Asthme chez les nourrissons : des scientifiques suisses révèlent de nouvelles découvertes sur l’apparition précoce de la maladie

Une équipe de chercheurs suisses de l’Université de Bâle a récemment dévoilé des découvertes qui pourraient changer notre compréhension de l’asthme, une maladie inflammatoire des voies respiratoires touchant des millions de personnes à travers le monde. Contrairement aux idées reçues, cette maladie pourrait se manifester bien plus tôt que prévu, dès la première année de vie.

L’asthme : une menace pour les plus jeunes

L’asthme est une maladie chronique caractérisée par des épisodes d’essoufflement, de toux, une oppression thoracique et des sifflements respiratoires. Ces symptômes peuvent être particulièrement inquiétants chez les jeunes enfants, altérant significativement leur qualité de vie. Jusqu’à présent, l’asthme était souvent diagnostiqué durant l’enfance ou l’adolescence, mais les chercheurs suisses ont identifié des signes précurseurs qui apparaissent beaucoup plus tôt, dès la période néonatale.

Une étude pionnière sur l’asthme infantile

Dans le cadre de cette étude approfondie, une équipe internationale de chercheurs, dirigée par le Professeur Urs Frey de l’Université de Bâle, a analysé les données de santé d’environ 780 nourrissons provenant de plusieurs pays européens. Leur objectif était de mieux comprendre les interactions entre divers facteurs de risque et leur influence sur le développement du système respiratoire des enfants.

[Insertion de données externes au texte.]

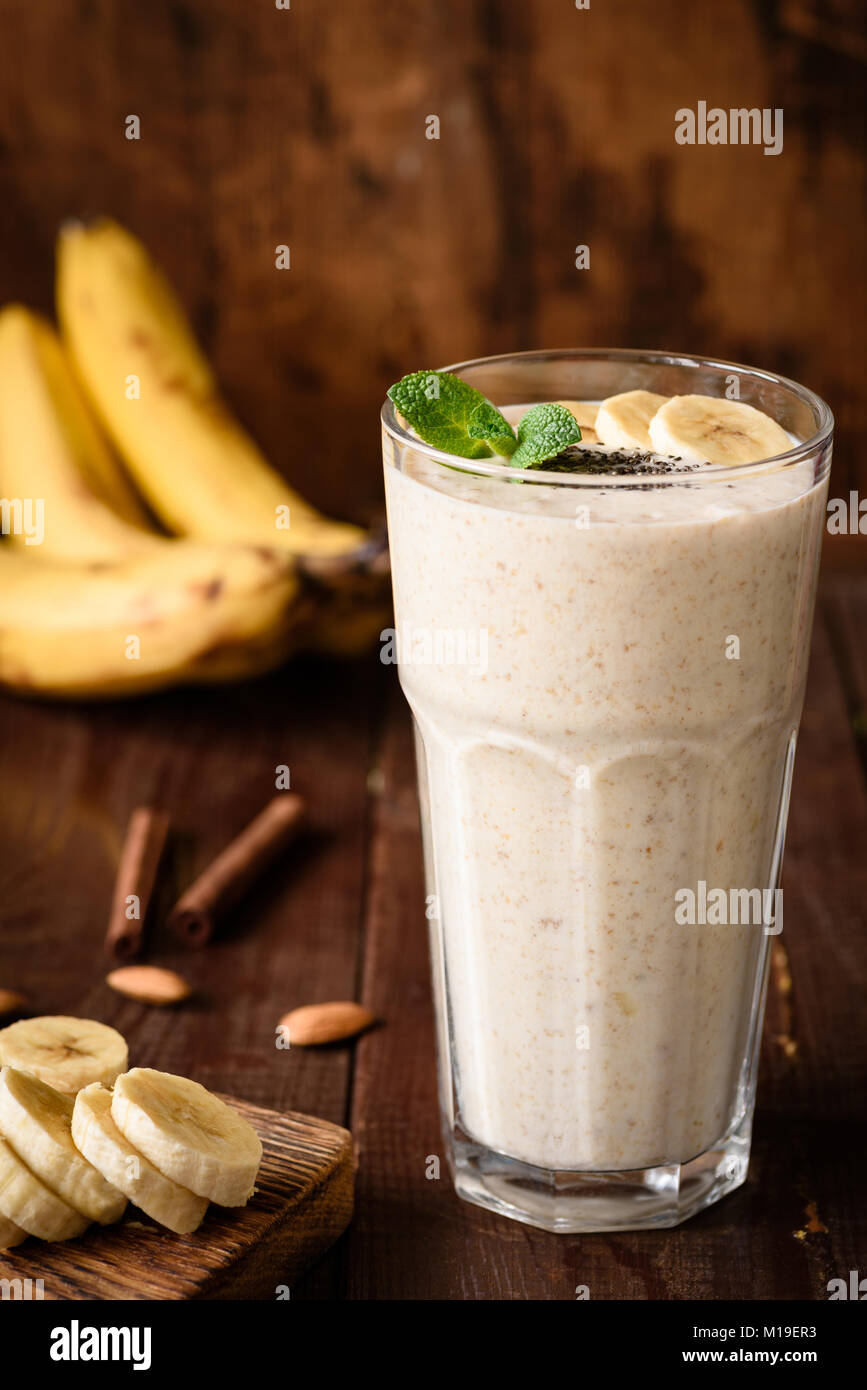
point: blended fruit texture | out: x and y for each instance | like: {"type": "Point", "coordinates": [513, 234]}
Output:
{"type": "Point", "coordinates": [620, 727]}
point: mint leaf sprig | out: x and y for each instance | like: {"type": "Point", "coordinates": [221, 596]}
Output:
{"type": "Point", "coordinates": [452, 416]}
{"type": "Point", "coordinates": [543, 432]}
{"type": "Point", "coordinates": [455, 417]}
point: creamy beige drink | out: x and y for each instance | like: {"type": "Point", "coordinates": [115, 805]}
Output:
{"type": "Point", "coordinates": [610, 720]}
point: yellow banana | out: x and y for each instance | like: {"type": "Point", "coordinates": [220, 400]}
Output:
{"type": "Point", "coordinates": [157, 398]}
{"type": "Point", "coordinates": [185, 612]}
{"type": "Point", "coordinates": [53, 458]}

Les chercheurs ont étudié de près les conditions qui pourraient provoquer chez les nourrissons des symptômes d’asthme, tels que la toux ou les sifflements respiratoires, au cours de leurs premières semaines de vie. Parmi les facteurs analysés figuraient des prédispositions héréditaires, l’exposition au tabagisme passif, la pollution atmosphérique et les infections précoces.

Des facteurs de risque multiples liés à l’asthme

Les résultats de l’étude sont édifiants : les nourrissons exposés à plusieurs de ces facteurs de risque au cours de leur première année de vie présentent un risque accru de développer de l’asthme entre deux et six ans. Par exemple, si un bébé n’est exposé qu’à un seul facteur de risque – qu’il s’agisse de la pollution de l’air ou du tabagisme passif – le risque de développer une maladie chronique respiratoire demeure relativement faible. Toutefois, l’exposition simultanée à plusieurs de ces facteurs aggrave significativement le développement pulmonaire et augmente la probabilité de déclencher un asthme infantile.

Une avancée pour le diagnostic futur ?

Bien que les résultats actuels ne permettent pas de poser un diagnostic précoce d’asthme chez les nourrissons de manière individuelle, les chercheurs voient un potentiel important pour les années à venir. Le Professeur Frey explique : « Avec davantage de données et l’utilisation de l’apprentissage automatique, il serait possible à l’avenir de calculer des profils de risque personnalisés pour chaque enfant. » Cette perspective ouvre la voie à l’utilisation d’outils numériques et d’applications de santé pour collecter des données en temps réel et affiner les prédictions de maladies comme l’asthme.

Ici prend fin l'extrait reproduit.